Radio and Television – A Personal Perspective

Excerpt from book, The Innovative Century


 

When I was young, there was no television. This was difficult to explain to my children. “Oh no, Dad,” they would say, “There was always TV.” They can’t understand what people did at night in that incomprehensible time when lives were not illuminated by television.

But I remember. My world at night was filled with the magic sounds of radio. I would lie in bed in the darkness, watching the dancing glows of the filaments in my bedside radio. I imagined sometimes that there were little people encased in those tubes, and their voices were those I heard. Now in the modern daylight of television it is hard to explain the reality of radio in that long lost time. I rode with the Lone Ranger. I sent away for the secret decoder ring from Captain Midnight so I could unscramble the coded messages about the next episode. I dreamed that I was Lamont Cranston. (“Who knows what evil lurks in the heart of man? The Shadow knows.”) The pictures that I saw were those drawn in my mind, and perhaps they were more real than the ever-changing, evanescent images from the ubiquitous cathode ray tubes of today.

I wanted to create this miracle of radio myself. I built crystal radios with cat whiskers that touched delicately upon little cubes of quartz, and listened acutely through earphones as I moved a steel pointer across a coil wound on a cardboard tube. Sadly, I never heard a peep. So I studied a book entitled, “Boys’ First Book of Radio” and dog-eared a precious copy of the Amateur Radio Handbook. From them I learned about superheterodyne receivers. I designed and built one, and experienced an unforgettable thrill when I turned the switch and music came from the speaker. That radio made an engineer of me.

One of the most memorable moments of my life was when I first saw television. I crept silently upon a neighbor’s porch with two friends, standing precariously on a snowy woodpile. Peering awkwardly through the window I could see the family in their living room, their faces lit dimly by a strange flickering blue light emanating from a large wooden box containing a small round picture tube with a large magnifying glass suspended in front. I could see a person on the screen mouthing unheard words, someone I came to know later as Milton Berle in a show entitled “Texaco Theatre.”

Flash forward a mere 20 years or so. I sit comfortably in my own living room watching a large screen color television as I see a man descend the steps from a strange vehicle that has landed on the moon. The whole world watches with me, united around uncounted millions of television sets. Which was the greater miracle – that man had walked on the moon, or that the world had been able to tune in to see the event live from outer space? It was a momentous event for mankind, one in which there was a great triumph of technology and a unique shared spirit of achievement. If only there could be more such uplifting and coalescing experiences!

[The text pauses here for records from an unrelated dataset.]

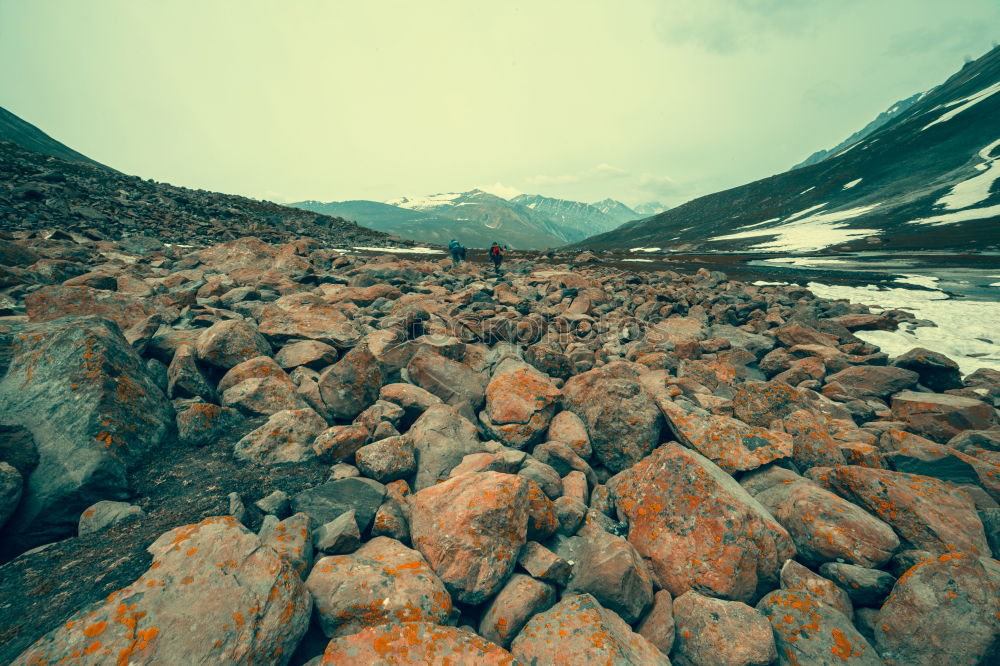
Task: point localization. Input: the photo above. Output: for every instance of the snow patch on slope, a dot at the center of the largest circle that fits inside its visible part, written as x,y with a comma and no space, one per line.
960,324
810,233
965,102
424,203
960,216
973,190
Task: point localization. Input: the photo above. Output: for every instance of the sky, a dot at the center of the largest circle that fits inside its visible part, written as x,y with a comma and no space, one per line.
637,100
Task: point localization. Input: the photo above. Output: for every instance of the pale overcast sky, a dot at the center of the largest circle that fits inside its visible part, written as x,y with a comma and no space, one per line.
331,100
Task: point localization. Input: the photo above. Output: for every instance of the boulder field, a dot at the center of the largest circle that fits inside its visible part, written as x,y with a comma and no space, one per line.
292,454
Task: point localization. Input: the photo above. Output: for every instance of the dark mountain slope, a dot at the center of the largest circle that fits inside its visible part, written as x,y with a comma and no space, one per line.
43,193
29,137
925,180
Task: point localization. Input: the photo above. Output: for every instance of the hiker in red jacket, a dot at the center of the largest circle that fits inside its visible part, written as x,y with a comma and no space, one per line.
496,254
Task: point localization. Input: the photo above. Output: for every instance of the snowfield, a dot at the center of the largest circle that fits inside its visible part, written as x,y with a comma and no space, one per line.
967,331
959,216
969,101
424,203
973,190
810,233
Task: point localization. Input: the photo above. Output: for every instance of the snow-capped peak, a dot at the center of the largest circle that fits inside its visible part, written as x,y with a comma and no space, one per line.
427,202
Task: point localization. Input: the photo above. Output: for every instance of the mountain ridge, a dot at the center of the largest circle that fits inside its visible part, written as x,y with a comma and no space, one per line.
924,180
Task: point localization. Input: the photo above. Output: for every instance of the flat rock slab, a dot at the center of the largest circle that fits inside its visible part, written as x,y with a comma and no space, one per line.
329,500
698,527
81,390
415,643
580,630
212,595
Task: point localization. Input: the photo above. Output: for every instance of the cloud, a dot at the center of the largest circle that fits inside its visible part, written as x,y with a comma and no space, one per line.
948,36
730,26
500,190
658,185
599,172
276,197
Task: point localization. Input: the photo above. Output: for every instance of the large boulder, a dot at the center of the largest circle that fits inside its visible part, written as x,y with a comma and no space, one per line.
415,643
808,631
56,302
622,419
729,443
937,372
470,529
941,416
824,526
450,380
229,343
698,527
579,630
520,402
520,599
945,610
212,595
307,317
714,631
927,513
351,384
609,568
873,380
441,437
81,390
286,437
383,581
328,501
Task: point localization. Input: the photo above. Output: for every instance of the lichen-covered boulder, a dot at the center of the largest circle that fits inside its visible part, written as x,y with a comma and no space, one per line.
807,631
622,419
82,392
471,529
212,595
520,402
414,643
698,527
229,343
715,631
580,630
927,513
383,581
945,610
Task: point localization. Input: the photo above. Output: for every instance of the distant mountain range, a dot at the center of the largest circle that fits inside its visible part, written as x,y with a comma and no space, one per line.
926,178
477,218
29,137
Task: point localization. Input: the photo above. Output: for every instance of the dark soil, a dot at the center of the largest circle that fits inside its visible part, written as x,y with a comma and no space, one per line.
178,485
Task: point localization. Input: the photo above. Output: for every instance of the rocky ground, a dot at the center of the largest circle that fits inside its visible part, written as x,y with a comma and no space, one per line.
242,452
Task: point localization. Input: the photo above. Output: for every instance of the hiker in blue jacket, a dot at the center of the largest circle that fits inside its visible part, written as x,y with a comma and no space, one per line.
457,252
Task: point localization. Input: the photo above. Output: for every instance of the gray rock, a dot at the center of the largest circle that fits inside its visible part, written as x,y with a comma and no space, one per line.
328,501
441,438
236,508
203,423
185,379
106,513
865,587
277,504
286,437
92,411
10,491
339,536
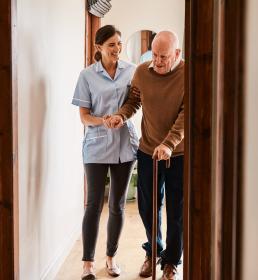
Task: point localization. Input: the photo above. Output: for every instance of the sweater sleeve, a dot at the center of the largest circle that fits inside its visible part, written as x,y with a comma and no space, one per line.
133,102
176,133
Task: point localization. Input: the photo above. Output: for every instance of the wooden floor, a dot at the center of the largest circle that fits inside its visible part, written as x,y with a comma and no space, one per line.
130,256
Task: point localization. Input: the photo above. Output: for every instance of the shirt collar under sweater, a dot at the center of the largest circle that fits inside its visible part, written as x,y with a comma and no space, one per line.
172,68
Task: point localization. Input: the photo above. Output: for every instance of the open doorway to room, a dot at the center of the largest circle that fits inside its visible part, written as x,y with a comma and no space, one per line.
214,61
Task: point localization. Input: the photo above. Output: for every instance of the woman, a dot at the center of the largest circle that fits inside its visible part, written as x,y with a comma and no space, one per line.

That magic of radio lives with me today, but now I see it though the eyes of an experienced engineer. I look out the window at the clear blue sky and think of all the radio waves crossing that seemingly empty space. If those waves had visible color, the sky would be as bright as a laser light show. But it wasn’t all that long ago when there were no waves at all. I remember the feeling I had when I visited Marconi’s home outside Bologna, Italy, with his daughter, Gioia, who had become a good friend. I looked out the window where he had sent the first radio pulse, and wondered what he must have felt like when the iron filings in the glass tube of the coherer detector across the hill jumped at the recognition of his pulse.

Somewhere out there, 100 light-years distant, infinitesimally small, that first pulse is still traveling among nearby stars. It whispers that earth is alive. Its creator, Marconi, must have believed that the heavens had been opened to unlimited communication. As an engineer in the late 20th century, however, I came to realize the limitations of that ether. In a short century, we had used it up. We moved from the broadcast world that I had known as a child to the world of cellular telephony, where everyone has his personal transmitter. The precious spectrum that had seemed free and infinite in Marconi’s day had been sold in tiny slivers for billions of dollars.

Today, once again, we use Marconi’s word, wireless, to describe cellular radio. There has been a renaissance in thinking about the capabilities of that empty sky. New methods of transmission, of processing signals, and of sharing the spectrum have cascaded out of the universities and research laboratories. The last century saw radio emerge, blossom, and ultimately devour all the capacity that nature had given us. The next century may see us reclaim the vastness of Marconi’s dream with these new technologies.

I still dream of radio. My dreams now are filled with equations, rather than little people encased in glass tubes. It amazes me that after a century of exploration, so much remains to be done. The magic still lives.